À l’absence d’impulsion forte et d’une politique volontariste du Gouvernement à faire respecter la loi par les plateformes s’ajoute la carence des moyens mis en œuvre par l’administration dans le contrôle de ces plateformes. Les contrôles concernant les travailleurs des plateformes sont décrits par la directrice générale adjointe du travail comme des enquêtes particulièrement chronophages et nécessitant des moyens importants. En parallèle, il est frappant de constater la pénurie d’effectifs touchant l’inspection du travail depuis une dizaine d’années. L'inspection du travail a perdu 16 % de ses effectifs en six ans et peine de plus en plus à recruter, selon un rapport de la Cour des comptes publié en février 2024. Les chiffres publiés par la Direction générale du travail (DGT) en juin 2024 sont éloquents : notre territoire ne compterait plus que 2000 postes d'agents de contrôle, avec en moyenne un poste d'inspecteur du travail pour 10 500 salariés. Selon la CGT Travail Emploi Formation professionnelle, "le tableau est encore plus catastrophique si l’on prend en compte (...) les effectifs réellement présents, puisque le ratio est alors d’un agent de contrôle pour 13200 salarié.es. En effet, sur les 2000 postes qui subsistent, 409 sont vacant (plus de 20% !). Plus de quatre millions de salarié.es sont privé.es de service public de l’inspection du travail". Dans certaines régions, le taux de sections d'inspection vacantes atteint des sommets (41,18 % en Corse, plus de 20 % en Guyane ou en Centre-Val de Loire au 31 mars 2021).

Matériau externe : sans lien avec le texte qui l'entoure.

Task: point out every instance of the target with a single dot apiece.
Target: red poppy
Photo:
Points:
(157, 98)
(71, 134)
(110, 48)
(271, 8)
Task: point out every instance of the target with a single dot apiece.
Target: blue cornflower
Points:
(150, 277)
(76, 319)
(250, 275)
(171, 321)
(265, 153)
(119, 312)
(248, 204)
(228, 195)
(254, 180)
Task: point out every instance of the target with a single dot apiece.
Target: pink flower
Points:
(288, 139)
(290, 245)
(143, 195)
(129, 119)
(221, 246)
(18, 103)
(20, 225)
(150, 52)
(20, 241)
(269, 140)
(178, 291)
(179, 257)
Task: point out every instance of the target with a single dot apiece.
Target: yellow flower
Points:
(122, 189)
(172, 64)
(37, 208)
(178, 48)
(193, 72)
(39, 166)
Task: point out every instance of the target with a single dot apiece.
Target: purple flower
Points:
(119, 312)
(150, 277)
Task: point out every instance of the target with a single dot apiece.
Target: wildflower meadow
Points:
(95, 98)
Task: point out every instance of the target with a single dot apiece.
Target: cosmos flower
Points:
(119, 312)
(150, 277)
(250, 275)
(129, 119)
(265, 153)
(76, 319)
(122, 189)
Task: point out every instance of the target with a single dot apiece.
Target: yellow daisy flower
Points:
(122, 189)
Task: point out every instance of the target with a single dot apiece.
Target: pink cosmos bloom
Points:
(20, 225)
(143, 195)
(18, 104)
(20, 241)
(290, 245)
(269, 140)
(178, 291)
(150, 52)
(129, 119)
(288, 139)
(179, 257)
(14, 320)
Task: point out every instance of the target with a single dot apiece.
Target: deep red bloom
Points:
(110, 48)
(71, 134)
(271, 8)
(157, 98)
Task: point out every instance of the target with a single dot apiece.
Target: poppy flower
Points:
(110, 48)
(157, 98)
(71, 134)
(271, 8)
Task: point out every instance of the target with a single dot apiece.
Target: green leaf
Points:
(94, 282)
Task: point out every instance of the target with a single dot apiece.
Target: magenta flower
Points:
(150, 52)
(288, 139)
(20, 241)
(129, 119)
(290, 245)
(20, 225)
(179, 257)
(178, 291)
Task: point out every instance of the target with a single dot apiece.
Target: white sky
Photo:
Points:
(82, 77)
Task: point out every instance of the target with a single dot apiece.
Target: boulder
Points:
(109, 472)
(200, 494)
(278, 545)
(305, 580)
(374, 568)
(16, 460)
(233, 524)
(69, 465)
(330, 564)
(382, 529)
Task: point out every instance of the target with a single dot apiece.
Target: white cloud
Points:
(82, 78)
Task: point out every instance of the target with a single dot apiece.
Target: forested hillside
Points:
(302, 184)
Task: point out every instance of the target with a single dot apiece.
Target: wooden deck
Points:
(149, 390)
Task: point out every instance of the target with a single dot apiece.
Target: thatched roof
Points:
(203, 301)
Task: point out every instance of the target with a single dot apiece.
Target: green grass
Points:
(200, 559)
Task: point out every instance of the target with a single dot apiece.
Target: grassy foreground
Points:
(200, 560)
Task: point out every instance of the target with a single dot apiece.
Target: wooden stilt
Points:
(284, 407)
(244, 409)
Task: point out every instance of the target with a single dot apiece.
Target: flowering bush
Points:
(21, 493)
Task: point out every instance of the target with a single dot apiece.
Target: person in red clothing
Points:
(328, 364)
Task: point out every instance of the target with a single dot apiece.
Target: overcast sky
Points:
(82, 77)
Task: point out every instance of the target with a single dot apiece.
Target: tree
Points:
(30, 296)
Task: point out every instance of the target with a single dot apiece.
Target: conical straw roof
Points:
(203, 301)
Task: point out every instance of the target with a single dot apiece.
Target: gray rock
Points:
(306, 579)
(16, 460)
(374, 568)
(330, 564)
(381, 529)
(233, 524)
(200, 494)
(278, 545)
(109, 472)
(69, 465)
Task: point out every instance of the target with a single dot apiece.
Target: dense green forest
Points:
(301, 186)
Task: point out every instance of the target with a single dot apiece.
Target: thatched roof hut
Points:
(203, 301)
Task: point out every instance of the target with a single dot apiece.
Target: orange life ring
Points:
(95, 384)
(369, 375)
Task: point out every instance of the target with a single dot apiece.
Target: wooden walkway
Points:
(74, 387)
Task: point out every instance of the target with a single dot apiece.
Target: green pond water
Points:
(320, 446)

Par cet amendement, nous proposons donc la création d’un nouveau programme « Lutte contre le travail illégal dans le secteur des plateformes numériques » abondé de 10 000 000 d’euros en autorisations d’engagement et crédits de paiement. Pour des raisons de recevabilité financière au titre de l’article 40, nous diminuons à due concurrence les crédits de paiement et autorisation d’engagement de l’action « 01 – Développement des compétences par l’alternance » du programme « 103 – Accompagnement des mutations économiques et développement de l’emploi ».